For the reasons set forth above, we dismiss plaintiffs David Snower and Emanuel Annerino from this action for lack of standing. In addition, plaintiffs' petition for a temporary restraining order is denied. However, their underlying request for a preliminary injunction remains. Accordingly, the parties are to proceed to Magistrate Judge Bucklo forthwith for an evidentiary hearing on the preliminary injunction. Magistrate Judge Bucklo is to file a Report and Recommendation with this court upon completion of the evidentiary hearing. A status hearing is set for December 3, 1993 at 10:00 a.m. It is so ordered.

NOTES

[1] Saab offers the affidavit of Michael Race, Saab's District Parts and Service Manager, in support of this claim and even supplies photographs which purport to demonstrate Downtown's tampering with the phony repair job.

[2] In addition, we note that David Snower and Annerino can not overcome their standing deficiencies by asserting the rights of an existing franchisee, Downtown Saab. See, e.g., Helmig v. John F. Kennedy Community Consolidated School Dist., 610 N.E.2d 152, 156 (Ill.App.Ct.1993) (parties do not have standing to assert the rights of others).

[3] We further note that David Snower or Annerino's position as franchisee or motor vehicle dealer at a dealership other than Downtown is irrelevant. The party claiming standing must be a franchisee or dealer at the franchise at issue. Northwestern Buick, 1990 WL 43316, at *2-3 U.S.Dist. LEXIS 3462 at *8-9.

[4] 815 ILCS 710/4(d)(6) provides, in relevant part:

It shall be deemed a violation for a ... distributor ... (6) to cancel or terminate the franchise or selling agreement of a motor vehicle dealer without good cause....

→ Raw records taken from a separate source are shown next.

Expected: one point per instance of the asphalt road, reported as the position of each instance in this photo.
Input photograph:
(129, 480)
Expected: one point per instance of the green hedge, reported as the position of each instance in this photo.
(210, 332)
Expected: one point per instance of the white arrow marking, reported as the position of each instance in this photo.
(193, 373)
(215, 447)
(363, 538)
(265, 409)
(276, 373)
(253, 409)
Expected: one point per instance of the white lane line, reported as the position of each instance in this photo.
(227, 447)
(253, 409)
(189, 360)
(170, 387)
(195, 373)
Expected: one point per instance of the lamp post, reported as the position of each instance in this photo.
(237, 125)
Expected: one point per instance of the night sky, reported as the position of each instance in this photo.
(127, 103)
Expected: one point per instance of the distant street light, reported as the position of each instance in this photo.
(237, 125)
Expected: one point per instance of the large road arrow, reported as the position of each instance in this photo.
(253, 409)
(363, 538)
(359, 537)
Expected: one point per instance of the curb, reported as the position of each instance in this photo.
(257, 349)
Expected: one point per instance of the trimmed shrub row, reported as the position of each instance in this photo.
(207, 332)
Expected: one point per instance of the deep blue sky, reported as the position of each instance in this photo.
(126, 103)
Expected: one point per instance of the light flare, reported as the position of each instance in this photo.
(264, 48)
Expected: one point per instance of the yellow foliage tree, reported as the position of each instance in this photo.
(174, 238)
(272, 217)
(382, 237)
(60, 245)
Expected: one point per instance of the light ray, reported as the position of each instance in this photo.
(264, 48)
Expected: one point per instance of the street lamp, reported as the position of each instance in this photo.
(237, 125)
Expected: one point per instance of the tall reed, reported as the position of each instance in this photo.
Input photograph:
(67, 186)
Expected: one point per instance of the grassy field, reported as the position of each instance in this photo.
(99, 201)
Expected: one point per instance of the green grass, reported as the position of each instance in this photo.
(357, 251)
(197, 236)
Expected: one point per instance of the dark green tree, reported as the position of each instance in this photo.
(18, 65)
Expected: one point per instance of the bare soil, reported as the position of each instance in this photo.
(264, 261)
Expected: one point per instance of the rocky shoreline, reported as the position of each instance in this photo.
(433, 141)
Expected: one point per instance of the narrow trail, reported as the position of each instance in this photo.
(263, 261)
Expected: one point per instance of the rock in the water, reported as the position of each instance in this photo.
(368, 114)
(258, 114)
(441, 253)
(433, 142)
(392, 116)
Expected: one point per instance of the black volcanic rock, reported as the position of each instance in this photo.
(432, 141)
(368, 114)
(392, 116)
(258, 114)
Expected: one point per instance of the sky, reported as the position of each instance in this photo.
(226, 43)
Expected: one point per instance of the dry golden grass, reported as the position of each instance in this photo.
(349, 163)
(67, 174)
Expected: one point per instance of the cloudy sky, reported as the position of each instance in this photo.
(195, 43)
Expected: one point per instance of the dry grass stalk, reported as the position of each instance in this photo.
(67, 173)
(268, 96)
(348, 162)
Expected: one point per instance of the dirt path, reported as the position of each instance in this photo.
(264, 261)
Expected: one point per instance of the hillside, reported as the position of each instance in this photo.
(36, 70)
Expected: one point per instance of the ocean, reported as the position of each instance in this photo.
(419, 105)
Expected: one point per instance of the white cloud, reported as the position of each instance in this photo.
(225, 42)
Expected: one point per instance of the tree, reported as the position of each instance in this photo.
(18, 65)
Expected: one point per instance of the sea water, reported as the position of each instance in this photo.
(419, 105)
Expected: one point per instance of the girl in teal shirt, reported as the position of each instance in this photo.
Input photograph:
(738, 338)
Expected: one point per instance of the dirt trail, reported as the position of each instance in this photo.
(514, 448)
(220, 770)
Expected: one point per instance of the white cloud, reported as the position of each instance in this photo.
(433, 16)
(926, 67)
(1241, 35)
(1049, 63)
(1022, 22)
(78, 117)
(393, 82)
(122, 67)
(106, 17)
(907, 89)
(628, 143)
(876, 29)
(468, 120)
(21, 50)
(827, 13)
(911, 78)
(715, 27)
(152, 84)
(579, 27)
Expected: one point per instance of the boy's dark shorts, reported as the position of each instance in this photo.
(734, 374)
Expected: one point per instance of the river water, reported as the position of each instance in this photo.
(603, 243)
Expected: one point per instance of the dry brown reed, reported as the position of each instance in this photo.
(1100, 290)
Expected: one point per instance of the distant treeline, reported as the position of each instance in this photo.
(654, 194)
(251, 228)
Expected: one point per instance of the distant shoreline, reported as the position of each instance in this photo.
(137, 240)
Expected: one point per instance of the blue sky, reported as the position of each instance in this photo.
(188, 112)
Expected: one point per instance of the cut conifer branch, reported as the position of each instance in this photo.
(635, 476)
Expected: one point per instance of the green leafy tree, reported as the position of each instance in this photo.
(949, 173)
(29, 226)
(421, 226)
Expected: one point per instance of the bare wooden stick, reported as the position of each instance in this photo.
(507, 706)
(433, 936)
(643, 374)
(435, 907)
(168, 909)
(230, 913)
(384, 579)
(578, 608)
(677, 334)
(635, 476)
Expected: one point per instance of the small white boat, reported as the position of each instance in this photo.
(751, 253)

[5] 815 ILCS 710/4(e)(11) provides, in relevant part:

It shall be deemed a violation for a manufacturer, a distributor ... (11) to prevent or refuse to approve a proposal to establish a successor franchise at a location previously approved by the franchiser when submitted with the voluntary termination by the existing franchisee unless the successor franchisee would not otherwise qualify for a new motor vehicle dealer's license under the Illinois Vehicle Code or unless the franchiser, having the burden of proof, proves that such proposed successor is not of good moral character or does not meet the franchiser's existing and reasonable capital standards....

[6] In addition to obligating Downtown to provide quality car servicing to and maintain good relations with customers, the franchise agreement at issue expressly provided that Saab had the right to terminate the franchise if, among other things, the following occurred:

Any submission by Dealer to SAAB of a false or fraudulent application, or claims or statement in support thereof for reimbursement for warranty, special policy or [safety recall] campaign adjustments performed by Dealer, for parts wholesale compensation or for any other allowance, refund, credit, bonus or rebate under any other SAAB program, including without limitation any sales incentive program.

DeFusco Affidavit at ¶ 6.

[7] We note that this interpretation of the statute is arguably at odds with that of Magistrate Judge Bobrick in Wiese, Inc. v. American Honda Motor Co., No. 91 C 7127 (N.D.Ill. Feb. 20, 1992). However, Magistrate Judge Bobrick did not expressly address the fact that the transfer rights of a franchisee who proposes a transfer less than sixty days prior to an effective termination date automatically expire before a distributor is obligated to respond to the proposed transfer, as is the case here.